Methodenbegriff
WÖMS-Methodenkreislauf
Der WÖMS-Methodenkreislauf strukturiert Wahrnehmen, Abgrenzen, Verstehen, Modellieren, Bewerten, Gestalten, Entscheiden, Umsetzen, Beobachten und Lernen.
Auf einen Blick
- Einordnung: Methodenbegriff im Bereich WÖMS Methodensystem.
- Wofür der Begriff gebraucht wird: Er hilft, die passende Frage zu Zuständen, Ursachen, Folgen und Grenzen zu stellen.
- Wirkungsökonomisch zählen Datenqualität, Bilanzgrenze, Zeitbezug, Nebenfolgen und Rückkopplung in Entscheidungen.
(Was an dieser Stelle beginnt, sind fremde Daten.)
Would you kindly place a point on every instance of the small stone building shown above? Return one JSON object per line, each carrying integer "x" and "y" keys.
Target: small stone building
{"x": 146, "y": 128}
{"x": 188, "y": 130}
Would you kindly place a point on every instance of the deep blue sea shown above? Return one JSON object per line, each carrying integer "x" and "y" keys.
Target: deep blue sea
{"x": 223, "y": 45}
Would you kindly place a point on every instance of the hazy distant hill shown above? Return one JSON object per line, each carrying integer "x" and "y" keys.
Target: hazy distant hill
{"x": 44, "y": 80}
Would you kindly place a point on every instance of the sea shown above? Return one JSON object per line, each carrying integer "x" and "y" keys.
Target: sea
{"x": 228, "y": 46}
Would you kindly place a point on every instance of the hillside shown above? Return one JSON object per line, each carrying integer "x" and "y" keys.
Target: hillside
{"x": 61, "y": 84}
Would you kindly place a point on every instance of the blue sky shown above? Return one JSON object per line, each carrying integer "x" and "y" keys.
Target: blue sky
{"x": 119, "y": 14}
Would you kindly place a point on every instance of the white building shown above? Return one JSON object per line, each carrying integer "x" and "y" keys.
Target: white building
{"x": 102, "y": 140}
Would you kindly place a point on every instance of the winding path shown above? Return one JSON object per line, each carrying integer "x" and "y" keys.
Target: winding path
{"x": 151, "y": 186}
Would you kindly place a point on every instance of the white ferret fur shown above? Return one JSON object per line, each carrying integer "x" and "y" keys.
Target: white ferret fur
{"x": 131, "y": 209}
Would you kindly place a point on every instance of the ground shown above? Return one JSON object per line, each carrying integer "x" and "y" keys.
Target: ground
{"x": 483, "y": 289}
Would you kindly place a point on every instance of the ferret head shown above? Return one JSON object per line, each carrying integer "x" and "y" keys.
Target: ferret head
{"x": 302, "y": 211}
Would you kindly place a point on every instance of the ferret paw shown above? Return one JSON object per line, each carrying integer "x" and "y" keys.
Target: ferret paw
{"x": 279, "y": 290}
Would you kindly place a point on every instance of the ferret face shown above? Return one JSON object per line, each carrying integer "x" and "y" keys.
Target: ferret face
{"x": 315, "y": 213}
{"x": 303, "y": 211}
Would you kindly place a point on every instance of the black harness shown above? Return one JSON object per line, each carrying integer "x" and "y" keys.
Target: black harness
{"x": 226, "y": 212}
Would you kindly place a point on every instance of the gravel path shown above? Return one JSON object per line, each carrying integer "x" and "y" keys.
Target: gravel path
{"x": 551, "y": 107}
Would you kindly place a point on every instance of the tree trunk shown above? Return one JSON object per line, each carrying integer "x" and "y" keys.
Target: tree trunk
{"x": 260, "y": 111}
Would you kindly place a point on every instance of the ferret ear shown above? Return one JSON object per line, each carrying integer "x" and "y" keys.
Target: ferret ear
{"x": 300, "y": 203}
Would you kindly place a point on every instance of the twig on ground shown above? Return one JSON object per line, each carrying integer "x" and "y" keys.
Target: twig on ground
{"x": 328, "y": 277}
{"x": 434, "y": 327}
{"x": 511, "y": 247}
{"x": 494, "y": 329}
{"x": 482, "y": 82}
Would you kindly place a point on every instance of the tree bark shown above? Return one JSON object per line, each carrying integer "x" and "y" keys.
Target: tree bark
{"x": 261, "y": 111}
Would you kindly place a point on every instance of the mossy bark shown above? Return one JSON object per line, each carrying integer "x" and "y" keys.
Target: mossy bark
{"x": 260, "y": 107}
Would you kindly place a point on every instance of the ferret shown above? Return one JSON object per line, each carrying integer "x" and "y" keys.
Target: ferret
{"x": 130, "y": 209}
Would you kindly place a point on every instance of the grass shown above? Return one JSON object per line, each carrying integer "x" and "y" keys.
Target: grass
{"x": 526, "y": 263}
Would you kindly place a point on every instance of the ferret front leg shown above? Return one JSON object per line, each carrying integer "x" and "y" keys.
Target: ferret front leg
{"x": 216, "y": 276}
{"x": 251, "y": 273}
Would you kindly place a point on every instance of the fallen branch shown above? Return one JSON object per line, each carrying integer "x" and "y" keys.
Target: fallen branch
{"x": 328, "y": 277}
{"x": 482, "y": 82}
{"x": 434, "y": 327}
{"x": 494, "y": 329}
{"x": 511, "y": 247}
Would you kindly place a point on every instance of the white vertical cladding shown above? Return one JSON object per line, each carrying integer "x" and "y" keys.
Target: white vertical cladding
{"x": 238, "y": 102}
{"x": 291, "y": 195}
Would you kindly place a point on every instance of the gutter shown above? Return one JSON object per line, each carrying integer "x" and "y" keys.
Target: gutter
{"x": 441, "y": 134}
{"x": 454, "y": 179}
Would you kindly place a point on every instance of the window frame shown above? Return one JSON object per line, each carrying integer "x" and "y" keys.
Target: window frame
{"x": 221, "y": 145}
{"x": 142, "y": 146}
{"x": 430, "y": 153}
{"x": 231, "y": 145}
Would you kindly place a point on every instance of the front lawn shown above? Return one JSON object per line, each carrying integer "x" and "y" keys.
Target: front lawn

- Der Begriff ist keine fertige Bewertung und darf nicht isoliert gelesen werden. Er ist besonders anschlussfähig an Wirkungsökonomisches Methodensystem, WÖMS-Methodenkarte, Wirkungsrückkopplung.
Wirkungsökonomie
Einordnung in der Wirkungsökonomie
Er führt eine Wirkungsfrage von Mandat und Systemgrenze bis zur beobachteten Wirkung und methodischen Korrektur.
Verwendung
Verwendung
„WÖMS-Methodenkreislauf“ wird verwendet, um Aussagen, Daten, Werkzeuge oder Entscheidungen im Bereich WÖMS Methodensystem präzise zuzuordnen.
Als Methodenbegriff macht der Begriff sichtbar, welche Frage geprüft werden muss; er ersetzt weder Belege noch eine Bewertung der tatsächlichen Wirkung.
Abgrenzung
Abgrenzung
- Keine starre lineare Checkliste; Schleifen, Rücksprünge und risikoproportionale Methodenauswahl bleiben möglich.
Mess- und Steuerungsbezug
Wie daraus eine prüfbare Wirkungsfrage wird
Prüfbar wird „WÖMS-Methodenkreislauf“, wenn klar ist, welcher Zustand betrachtet wird, welche Quelle herangezogen wird, welche Bilanzgrenze gilt und welche Veränderung tatsächlich gemeint ist.
Für die Steuerung zählen deshalb nicht nur Definitionen, sondern Datenqualität, Vergleichsmaßstab, Zeitbezug, Nebenfolgen und die Rückkopplung in Entscheidung, Preis, Regel, Kapital, Kommunikation oder Verhalten.